Figure 4.

Diagnosis with HALT platform in patients suspected with lymphoma. (a) Choice of markers and algorithm used for diagnosing non-Hodgkin lymphoma. (b, c) Representative composite images of cells from fine needle aspirates (FNAs) of patients with suspected lymphoma. Cells were immunolabeled with microbeads (4.5 μm) and imaged using HALT. Amplitude and phase contrast are pseudocolored to green and red, respectively. Insets are respective zoomed-in images of the cells highlighted with white arrows.
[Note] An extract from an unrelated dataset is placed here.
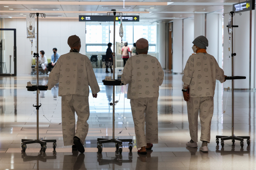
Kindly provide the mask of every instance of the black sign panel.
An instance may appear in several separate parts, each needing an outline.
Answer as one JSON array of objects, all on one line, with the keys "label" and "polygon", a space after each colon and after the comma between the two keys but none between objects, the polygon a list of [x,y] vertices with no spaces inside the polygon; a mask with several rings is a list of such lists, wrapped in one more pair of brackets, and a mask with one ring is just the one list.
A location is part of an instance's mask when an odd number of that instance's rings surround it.
[{"label": "black sign panel", "polygon": [[233,11],[236,12],[254,10],[255,9],[255,0],[248,0],[233,4]]},{"label": "black sign panel", "polygon": [[[98,21],[106,22],[114,21],[113,16],[79,16],[79,21]],[[116,16],[115,20],[120,21],[120,16]],[[138,22],[140,21],[140,16],[123,16],[122,22]]]}]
Cells from NHL (non-Hodgkin lymphoma) exhibit increased bead binding (b) for the lymphoma marker, which is absent or comparatively less in sample obtained from benign adenopathy (c). (d) Sample consisting of more than 15% of a particular cluster designation (CD) marker was considered positive. The clonality of the population was determined by using the formula: (κ-λ)/(κ+λ) where κ and λ are average bead counts per cell for kappa and lambda light chains, respectively. Clonality was defined in the range of -1 to +1 where value >0 means kappa is more dominant while the value <0 means lambda is more prominent in the population. (e) FNAs from 8 patients were tested individually for a panel of relevant lymphoma biomarkers (CD20, CD19, CD5, CD10, CD3, kappa light chain, lambda light chain) and compared to pathology results. The results obtained from HALT platform were in concordance with flow cytometry and surgical pathology results. (HL: Hodgkin lymphoma).